Comparison of leptospiral serovars identification by serology and cultivation in northeastern region, Thailand.

Blood from patients suspected of leptospirosis 148 specimens were cultured for leptospira. Twenty two specimens were positive (15%). The isolated leptospira were tested against the 24 serovars of standard antisera by Microscopic Agglutination Test (MAT). It was found that all 22 leptospira isolates reacted strongly against L. autumnalis, except 1 isolate that also reacted against serovar djasiman. The patient's sera were collected from only 14 cases. When the sera of the 14 patients were tested with the 24 reference serovars by MAT it was found that sera reacted the most against L. australis and in decreasing order against L. bratislava, L. autumnalis, L. rachmati, L. copenhageni, L. javanica. There had some cross reactions against several serovars in a single patient. The present study showed inconsistency between culture results and serum assays. Since sera showed cross reactivities against several serovars, it was not possible to determine which serovar was etiologic. Therefore, the isolation of leptospira though time consuming is specific in the identification of the serovar.

Prevalence of antibodies to Leptospira serovars in rodents and shrews trapped in low and high endemic areas in Thailand.

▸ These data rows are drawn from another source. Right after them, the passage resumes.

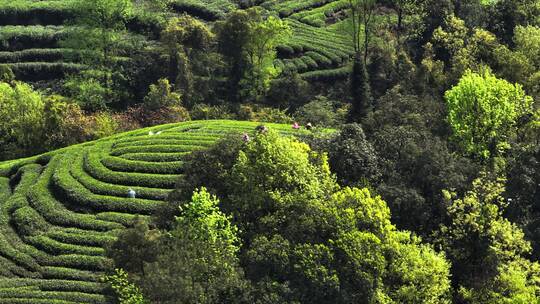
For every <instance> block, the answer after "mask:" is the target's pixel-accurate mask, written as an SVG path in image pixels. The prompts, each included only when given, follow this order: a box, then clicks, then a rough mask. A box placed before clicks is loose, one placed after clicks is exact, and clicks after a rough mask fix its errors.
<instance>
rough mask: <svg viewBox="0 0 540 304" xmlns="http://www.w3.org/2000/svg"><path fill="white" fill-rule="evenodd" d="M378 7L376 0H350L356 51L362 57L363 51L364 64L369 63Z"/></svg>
mask: <svg viewBox="0 0 540 304" xmlns="http://www.w3.org/2000/svg"><path fill="white" fill-rule="evenodd" d="M376 7H377V1H376V0H349V9H350V13H351V22H352V39H353V46H354V52H355V56H356V57H357V58H360V57H361V53H362V51H363V58H364V65H367V58H368V54H369V43H370V42H371V36H372V25H373V16H374V15H375V8H376Z"/></svg>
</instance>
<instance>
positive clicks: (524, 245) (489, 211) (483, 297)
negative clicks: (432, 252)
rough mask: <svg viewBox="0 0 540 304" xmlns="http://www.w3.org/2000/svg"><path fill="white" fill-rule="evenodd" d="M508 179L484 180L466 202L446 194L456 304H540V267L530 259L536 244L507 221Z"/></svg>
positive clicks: (446, 229)
mask: <svg viewBox="0 0 540 304" xmlns="http://www.w3.org/2000/svg"><path fill="white" fill-rule="evenodd" d="M503 192H504V185H503V180H501V179H497V178H493V177H490V176H487V175H485V174H484V175H483V176H482V177H481V178H479V179H477V180H475V181H474V182H473V189H472V190H471V191H469V192H467V193H466V194H465V196H464V197H463V198H457V197H456V196H455V195H454V194H451V193H449V192H445V196H446V200H447V205H448V215H449V217H450V224H449V225H444V226H442V227H441V230H440V233H439V237H440V238H439V240H440V242H441V244H442V247H443V249H444V250H445V251H446V252H447V254H448V257H449V258H450V259H451V260H452V277H453V279H454V283H455V284H456V286H458V293H457V297H456V300H457V303H478V304H488V303H537V301H538V300H539V298H538V292H539V291H540V283H539V282H538V273H539V270H540V268H539V267H540V265H538V264H537V263H532V262H531V261H529V260H527V259H526V258H525V257H526V255H527V254H528V253H529V252H530V250H531V245H530V243H529V242H528V241H526V240H525V238H524V233H523V231H522V230H521V229H520V228H519V227H518V226H517V225H516V224H514V223H511V222H510V221H508V220H507V219H506V218H504V217H503V216H502V212H503V210H504V209H505V208H506V207H508V202H507V201H506V200H505V199H504V198H503V197H502V196H501V194H502V193H503Z"/></svg>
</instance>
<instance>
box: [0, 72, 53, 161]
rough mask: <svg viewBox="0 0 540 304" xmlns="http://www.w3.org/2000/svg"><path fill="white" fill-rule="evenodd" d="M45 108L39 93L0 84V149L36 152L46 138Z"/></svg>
mask: <svg viewBox="0 0 540 304" xmlns="http://www.w3.org/2000/svg"><path fill="white" fill-rule="evenodd" d="M44 108H45V103H44V101H43V98H42V96H41V94H40V93H38V92H36V91H34V90H33V89H32V87H31V86H30V85H28V84H26V83H23V82H14V83H13V84H12V85H10V84H8V83H5V82H0V117H2V119H1V121H0V142H1V143H2V144H1V145H0V146H1V147H2V148H1V149H0V150H4V149H7V150H9V146H10V145H15V146H12V147H11V148H15V150H16V149H22V150H23V151H27V152H28V151H31V150H33V149H39V148H40V147H39V144H40V143H42V142H43V139H44V135H45V134H44V128H43V122H44V113H43V111H44ZM2 152H6V151H2ZM12 152H15V154H16V151H12ZM19 156H20V154H19Z"/></svg>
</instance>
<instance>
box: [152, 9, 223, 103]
mask: <svg viewBox="0 0 540 304" xmlns="http://www.w3.org/2000/svg"><path fill="white" fill-rule="evenodd" d="M214 38H215V37H214V34H213V33H212V32H211V31H210V29H209V28H208V27H207V26H206V25H205V24H204V23H202V22H201V21H199V20H197V19H195V18H194V17H191V16H189V15H182V16H180V17H176V18H172V19H170V20H169V21H168V23H167V26H166V27H165V29H164V30H163V31H162V33H161V41H162V43H163V44H164V45H165V49H166V55H167V57H168V61H169V80H170V81H171V82H172V83H174V84H175V86H176V89H177V90H179V91H181V93H182V95H183V96H184V98H185V99H186V100H188V101H189V102H191V103H192V104H193V103H194V102H193V101H192V100H191V99H193V95H194V93H195V92H194V90H195V79H194V74H195V73H197V74H199V73H198V72H200V70H201V69H200V66H199V65H197V63H198V62H201V64H202V63H203V62H204V61H205V58H203V57H207V56H209V52H210V49H211V47H212V42H213V41H214Z"/></svg>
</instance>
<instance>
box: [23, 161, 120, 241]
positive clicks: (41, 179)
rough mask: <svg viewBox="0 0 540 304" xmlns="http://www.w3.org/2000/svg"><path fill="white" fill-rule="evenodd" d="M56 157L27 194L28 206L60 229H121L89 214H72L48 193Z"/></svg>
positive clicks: (48, 221) (99, 229)
mask: <svg viewBox="0 0 540 304" xmlns="http://www.w3.org/2000/svg"><path fill="white" fill-rule="evenodd" d="M59 160H60V159H59V158H58V157H54V158H53V159H52V160H51V162H50V163H49V165H48V167H47V169H46V170H45V171H44V172H43V174H42V175H41V176H40V178H39V180H38V181H37V183H36V184H35V185H34V186H33V187H32V188H31V189H30V191H29V192H28V201H29V203H30V205H31V206H32V207H33V208H34V209H35V210H36V211H38V212H39V214H41V215H42V216H43V217H44V218H45V220H47V222H49V223H50V224H53V225H57V226H61V227H75V228H81V229H86V230H94V231H109V230H114V229H119V228H123V226H122V225H120V224H118V223H111V222H107V221H102V220H97V219H95V217H94V216H93V215H91V214H79V213H74V212H71V211H69V210H67V209H66V208H65V206H64V205H63V204H62V203H60V202H58V201H57V200H56V199H55V198H54V197H53V196H52V194H51V193H50V189H49V182H50V180H51V178H52V175H53V174H54V170H55V169H56V168H57V165H58V162H59Z"/></svg>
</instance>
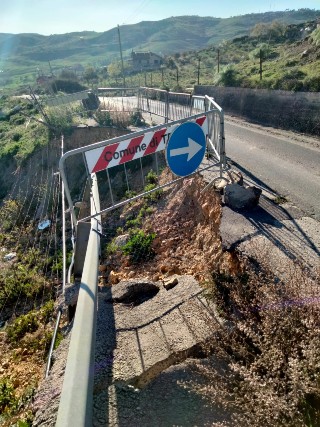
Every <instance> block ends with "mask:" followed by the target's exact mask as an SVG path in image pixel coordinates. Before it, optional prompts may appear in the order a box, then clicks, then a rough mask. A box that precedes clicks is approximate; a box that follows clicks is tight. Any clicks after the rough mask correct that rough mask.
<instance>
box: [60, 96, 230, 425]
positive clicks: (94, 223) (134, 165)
mask: <svg viewBox="0 0 320 427" xmlns="http://www.w3.org/2000/svg"><path fill="white" fill-rule="evenodd" d="M138 108H139V109H140V110H141V111H147V112H150V113H151V114H156V115H158V116H160V117H163V119H164V121H165V122H166V123H163V124H161V125H159V126H155V127H151V128H146V129H144V130H141V131H139V132H135V133H131V134H127V135H124V136H121V137H117V138H113V139H111V140H105V141H101V142H97V143H95V144H91V145H87V146H85V147H80V148H77V149H75V150H72V151H69V152H67V153H65V154H64V155H63V156H62V158H61V159H60V163H59V169H60V174H61V177H62V179H63V182H64V188H65V194H66V198H67V200H68V203H69V208H70V212H71V217H72V221H73V223H74V224H77V229H78V227H79V226H80V225H81V224H82V225H85V224H87V221H88V220H90V221H91V229H90V234H89V241H88V246H87V251H86V256H85V261H84V266H83V273H82V278H81V285H80V292H79V297H78V303H77V310H76V314H75V318H74V325H73V330H72V336H71V342H70V347H69V353H68V359H67V366H66V371H65V378H64V383H63V389H62V394H61V399H60V405H59V412H58V418H57V424H56V425H57V426H58V427H67V426H73V425H75V426H90V425H91V424H92V419H91V417H92V401H93V377H94V368H93V366H94V353H95V330H96V309H97V302H96V293H97V280H98V260H99V245H100V233H101V214H103V213H107V212H109V211H111V210H113V209H116V208H119V207H121V206H124V205H125V204H127V203H129V202H131V201H132V200H135V199H138V198H140V197H143V196H146V195H148V194H151V193H153V192H155V191H158V190H159V189H160V188H163V187H165V186H167V185H171V184H173V183H175V182H177V181H180V180H182V179H184V177H181V178H177V179H173V180H172V181H170V182H167V183H166V184H164V185H162V186H158V187H156V188H153V189H152V190H147V189H146V188H145V176H146V174H147V172H148V170H151V169H152V168H154V167H155V169H156V171H157V173H160V172H159V170H160V167H159V166H164V165H165V158H164V150H165V146H166V143H167V142H168V140H169V138H170V135H171V134H172V132H174V131H175V129H177V127H178V126H179V125H181V124H183V123H185V122H190V121H193V122H196V123H197V124H198V125H199V126H201V127H202V129H203V131H204V134H205V135H206V142H207V152H208V153H209V154H210V153H212V154H213V156H212V159H211V160H210V162H209V163H210V164H208V162H207V163H206V164H202V165H200V166H199V167H198V169H197V170H196V171H194V172H193V173H192V174H190V175H193V174H194V173H197V172H202V171H205V170H207V169H210V168H212V167H219V166H220V175H221V173H222V169H223V167H224V165H225V153H224V127H223V111H222V109H221V108H220V107H219V105H218V104H216V103H215V102H214V100H213V99H211V98H209V97H198V96H197V97H195V96H191V95H189V94H181V93H171V92H167V91H163V90H157V89H148V88H141V89H140V91H139V97H138ZM178 116H179V119H177V120H173V118H174V117H178ZM144 156H145V157H144ZM68 161H70V164H69V165H67V162H68ZM81 162H82V163H81ZM126 162H128V163H126ZM75 165H76V167H78V168H83V170H84V171H87V174H88V175H89V176H90V175H91V179H92V190H91V214H90V215H89V216H87V217H85V218H82V219H81V220H77V218H76V213H75V209H74V201H73V200H72V197H71V191H70V187H69V183H68V179H67V170H68V167H67V166H69V167H70V168H74V167H75ZM126 165H127V166H126ZM139 169H140V171H141V183H140V184H141V188H140V189H137V188H133V187H132V186H131V185H130V176H132V174H133V173H136V172H137V171H139ZM190 175H188V176H190ZM119 178H121V180H122V182H123V183H124V187H125V188H123V189H122V190H121V191H122V192H120V193H119V194H115V193H114V192H113V189H112V184H113V182H114V181H112V180H115V179H119ZM136 181H137V180H136V179H135V182H136ZM98 182H99V188H100V187H101V189H102V191H101V192H100V194H101V201H100V197H99V191H98ZM133 190H134V192H135V195H134V196H132V195H131V197H130V196H129V195H128V193H132V192H133ZM117 191H118V192H119V191H120V190H119V188H118V187H117ZM102 195H103V196H102ZM100 204H101V206H100ZM102 205H103V206H102ZM76 246H77V245H76Z"/></svg>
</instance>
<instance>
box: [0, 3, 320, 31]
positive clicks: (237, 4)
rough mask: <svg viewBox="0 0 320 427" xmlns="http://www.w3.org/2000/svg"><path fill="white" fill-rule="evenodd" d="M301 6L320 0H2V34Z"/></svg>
mask: <svg viewBox="0 0 320 427" xmlns="http://www.w3.org/2000/svg"><path fill="white" fill-rule="evenodd" d="M301 8H309V9H320V0H277V1H272V0H244V1H243V0H201V1H197V0H0V33H13V34H17V33H38V34H43V35H50V34H63V33H71V32H76V31H97V32H103V31H107V30H109V29H111V28H114V27H116V26H117V25H120V26H121V25H124V24H136V23H138V22H141V21H158V20H160V19H165V18H169V17H171V16H181V15H198V16H211V17H215V18H228V17H230V16H237V15H245V14H247V13H259V12H269V11H281V10H286V9H290V10H292V9H301ZM199 31H201V29H199Z"/></svg>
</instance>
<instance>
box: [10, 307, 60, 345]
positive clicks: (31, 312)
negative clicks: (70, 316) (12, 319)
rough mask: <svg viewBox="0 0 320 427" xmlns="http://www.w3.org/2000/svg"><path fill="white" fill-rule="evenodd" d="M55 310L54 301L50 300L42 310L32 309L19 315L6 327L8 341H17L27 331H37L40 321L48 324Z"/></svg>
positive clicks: (24, 333)
mask: <svg viewBox="0 0 320 427" xmlns="http://www.w3.org/2000/svg"><path fill="white" fill-rule="evenodd" d="M53 312H54V303H53V301H52V300H50V301H48V302H47V303H46V304H45V305H44V306H43V307H41V308H40V310H32V311H30V312H29V313H28V314H24V315H22V316H19V317H18V318H17V319H15V320H14V321H13V322H12V323H11V324H10V325H9V326H8V327H7V328H6V332H7V339H8V341H9V342H10V343H17V342H18V341H19V340H21V339H22V338H23V337H24V336H25V335H26V334H27V333H32V332H35V331H36V330H37V329H38V328H39V326H40V323H43V324H46V323H48V322H49V320H50V318H51V317H52V314H53Z"/></svg>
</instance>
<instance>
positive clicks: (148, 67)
mask: <svg viewBox="0 0 320 427" xmlns="http://www.w3.org/2000/svg"><path fill="white" fill-rule="evenodd" d="M162 64H163V59H162V58H161V56H159V55H156V54H155V53H152V52H134V51H132V52H131V65H132V70H133V71H141V70H144V71H145V70H157V69H159V68H160V66H161V65H162Z"/></svg>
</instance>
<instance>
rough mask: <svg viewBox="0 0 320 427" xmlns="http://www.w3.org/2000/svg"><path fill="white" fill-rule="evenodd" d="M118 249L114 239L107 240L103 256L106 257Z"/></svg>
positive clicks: (116, 250) (108, 255) (115, 252)
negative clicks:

OBJECTIVE: To investigate the prevalence of antibodies to Leptospira serovars in rodents and shrews trapped in urban and rural areas in low and high endemic areas in Thailand. MATERIAL AND METHOD: A total of 1,664 serum samples were collected from rodents and shrews in areas of low and high endemicity for leptospirosis. Four areas classified by case rates (CR) per 100,000 population of leptospirosis were urban Area I Bangkok (CR = 0.07), rural Area II (CR = 0.24), rural Area III (CR = 1.97) and rural Area IV (CR = 48.20). All serum samples were investigated for antibodies to leptospires by microscopic agglutination test (MAT) using antigens from each of the 22 pathogenic serovars of Leptospira interrrogans: australis, autumnalis, ballum, bangkok, bataviae, bratislava, canicola, celledoni, copenhageni, djasiman, grippotyphosa, hardjo, hebdomadis, icterohaemorrhagiae, javanica, pomona, pyrogenes, rachmati, saigon, sejroe, tarassovi and wolffi and one non-pathogenic strain of L. biflexa serovar patoc. RESULTS: Ninety-four (5.6%) serum samples were positive for Leptospira antibodies. The most commonly detected antibodies were to serovars pyrogenes (39.1%), sejroe (19.1%), bataviae (10.0%), pomona (6.4%), autumnalis (5.5%), copenhageni (3.6%) and javanica (3.6%). The positive rates in Area I, II, III and IV were 7.6 per cent, 2.9 per cent, 4.6 per cent and 7.1 per cent, respectively. The seroprevalence in rural areas tended to increase significantly with high endemicity for leptospirosis (Chi-square for trend, p = 0.04). The seropositive rates by animal species were 39/496 (7.9%), 22/322 (6.8%), 23/492 (4.7%), 6/170 (3.5%), 4/175 (2.3%), 0/4 (0%) and 0/5 (0%) in Rattus norvegicus, Rattus exulans, Rattus rattus, Bandicota indica, Bandicota savilei, Mus musculus and Suncus murinus, respectively. There was a statistical trend between seropositive rates in R. exulans and endemicity for leptospirosis (Chi-square for trend, p = 0.04). CONCLUSION: The 5.6 per cent of rodents and shrews trapped in urban and rural areas in Thailand were reservoirs of leptospires. The results of high seroprevalence in rats also indicate the high endemicity for leptospirosis.